De toute évidence, la gang de joyeux lurons n’ont pas eu droit au-dit rappel des règles de vie dans un lieu public avant notre arrivée, non plus au moment de traverser la salle à manger à la course tel un troupeau d’éléphants.  Je me tourne vers les adultes croyant qu’un d’entre eux allait réaliser leur oubli en les entendant hurler et rire à l’autre bout du restaurant.  Je lance un regard vers la salle de jeux : le givre des vitres ne pouvait pas cacher le mouvement certain qu’il y avait là-dedans.  Quinze minutes.  Quinze minutes à s’amuser bruyamment, à rire comme s’ils étaient seuls au monde, mais surtout sans qu’aucun adulte n’ait jeté un coup d’œil pour s’assurer qu’ils n’étaient pas en train de tout détruire.  Parce qu’on sait tous qu’une douzaine de garçons de 10 ans, ça fait sagement des casse-têtes ou ça regarde calmement un livre assis sur un coussin! 

Je pensais avoir tout vu jusqu’à ce que la serveuse arrive avec un plateau de crème glacée sur bâton à la table des enfants (sans aucun doute dans l’espoir qu’ils quittent la place au plus vite) que quelques petits sentent la bouffe et daignent revenir… pour mieux retourner dans la salle de jeux avec le bâton à la main et la crème glacée dégoulinant sur leurs doigts et le plancher.  Ai-je besoin de spécifier que les parents n’ont pas jugé bon les retenir pour qu'ils terminent demanger avant de retourner jouer. 

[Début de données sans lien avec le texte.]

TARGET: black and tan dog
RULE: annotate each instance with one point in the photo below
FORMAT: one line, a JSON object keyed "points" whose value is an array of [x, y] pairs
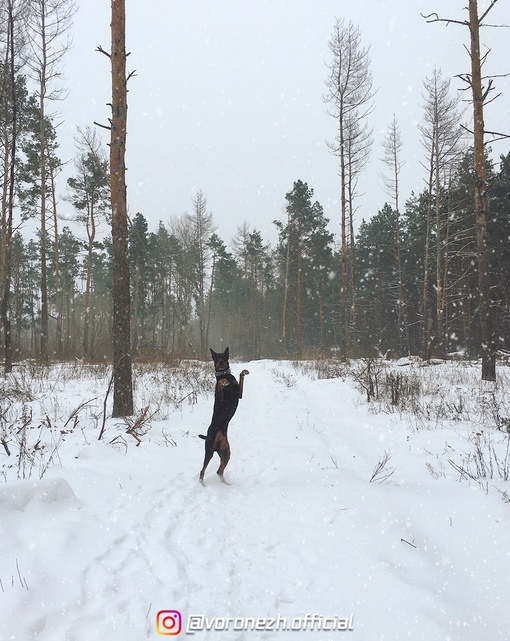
{"points": [[226, 398]]}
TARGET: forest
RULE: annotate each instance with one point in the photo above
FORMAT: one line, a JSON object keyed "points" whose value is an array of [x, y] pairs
{"points": [[404, 281]]}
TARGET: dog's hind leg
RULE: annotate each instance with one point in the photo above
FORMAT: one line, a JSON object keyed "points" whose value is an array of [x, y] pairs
{"points": [[224, 452], [209, 451]]}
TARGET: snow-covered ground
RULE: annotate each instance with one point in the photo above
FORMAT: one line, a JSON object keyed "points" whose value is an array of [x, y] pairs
{"points": [[308, 534]]}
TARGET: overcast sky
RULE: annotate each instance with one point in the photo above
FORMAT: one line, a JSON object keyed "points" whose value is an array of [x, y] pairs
{"points": [[227, 98]]}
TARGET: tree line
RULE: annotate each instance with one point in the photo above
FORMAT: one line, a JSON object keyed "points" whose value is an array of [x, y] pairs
{"points": [[414, 279], [406, 281]]}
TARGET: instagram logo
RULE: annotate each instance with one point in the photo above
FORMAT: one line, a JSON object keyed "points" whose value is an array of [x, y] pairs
{"points": [[169, 622]]}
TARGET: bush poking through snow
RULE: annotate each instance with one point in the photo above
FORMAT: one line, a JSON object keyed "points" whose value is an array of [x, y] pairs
{"points": [[382, 473]]}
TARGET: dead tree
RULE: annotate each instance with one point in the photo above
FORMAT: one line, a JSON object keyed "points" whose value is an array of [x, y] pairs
{"points": [[480, 96], [121, 329]]}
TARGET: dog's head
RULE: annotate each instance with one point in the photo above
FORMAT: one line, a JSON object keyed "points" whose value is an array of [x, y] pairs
{"points": [[220, 361]]}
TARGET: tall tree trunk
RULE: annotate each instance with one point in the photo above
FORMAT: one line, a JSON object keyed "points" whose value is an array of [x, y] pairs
{"points": [[4, 306], [121, 331], [485, 307], [58, 301], [44, 350]]}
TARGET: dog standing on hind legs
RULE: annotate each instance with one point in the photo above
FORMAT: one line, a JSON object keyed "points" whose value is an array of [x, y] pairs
{"points": [[226, 399]]}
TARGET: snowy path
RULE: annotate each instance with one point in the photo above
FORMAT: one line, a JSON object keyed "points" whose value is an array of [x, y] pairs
{"points": [[105, 543]]}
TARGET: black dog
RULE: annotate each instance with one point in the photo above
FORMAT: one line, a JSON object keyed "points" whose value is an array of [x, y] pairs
{"points": [[226, 398]]}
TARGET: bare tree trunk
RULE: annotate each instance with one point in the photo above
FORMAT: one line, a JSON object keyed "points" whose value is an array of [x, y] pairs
{"points": [[44, 350], [485, 307], [121, 332], [58, 302], [4, 306]]}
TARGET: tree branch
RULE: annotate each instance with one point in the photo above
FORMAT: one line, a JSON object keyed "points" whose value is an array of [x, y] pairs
{"points": [[487, 11], [101, 50]]}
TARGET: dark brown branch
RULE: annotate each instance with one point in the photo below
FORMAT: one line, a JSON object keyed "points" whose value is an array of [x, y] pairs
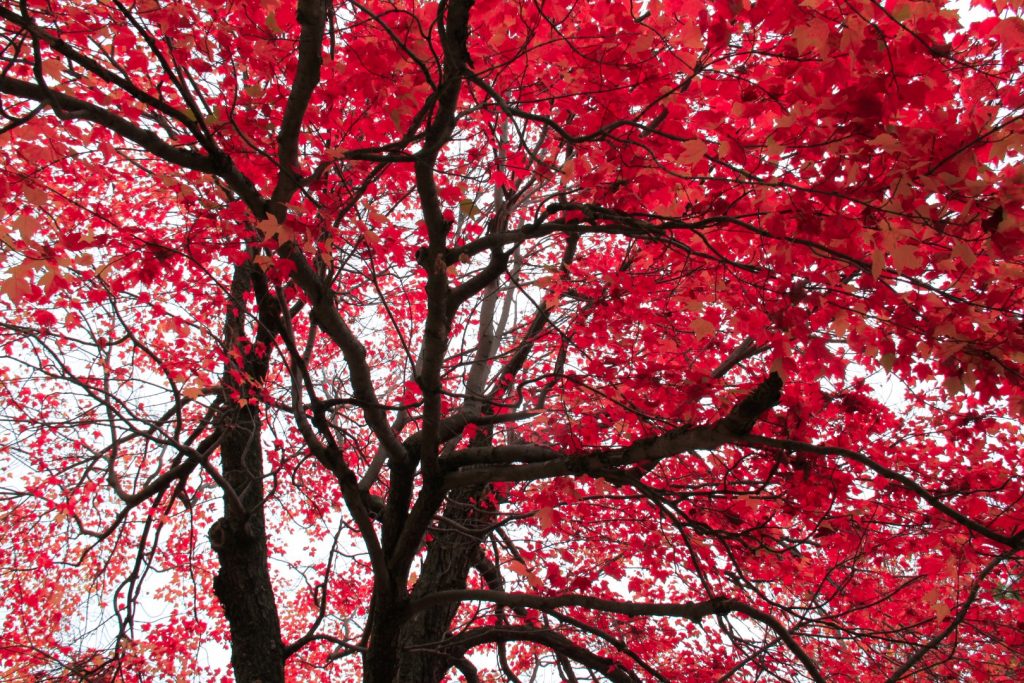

Au départ, j’ai jugé ces petits monstres gros comme le bras : franchement, ils ne savent pas se conduire au restaurant.  Puis, je me suis ravisée et j’ai statué que c’était plutôt le comportement des parents qui laissaient à désirer ce midi-là.  Je me suis demandé ce qui justifiait leur flagrant et exagéré « lâcher-prise ».  Étaient-ils épuisés de leur fin de semaine avec leurs héritiers trop bruyants?  Moi aussi pourtant, c'est justement la raison pour laquelle j'allais au restaurant avec ma grande: pour relaxer un brin avant de reprendre la route.  Ont-ils, pour philosophie, que ce ne sont que des enfants et qu’ils ont besoin de bouger et faire du bruit?  Croyaient-ils qu’ils avaient le droit de prendre possession des lieux malgré les autres clients présents vu la grosseur de leur groupe?

Bien entendu, je ne suis pas allée leur poser la question, je me suis contentée de payer rapidement et de quitter avec ma grande qui a soudainement constaté que ses trois frères n'étaient pas si terribles finalement!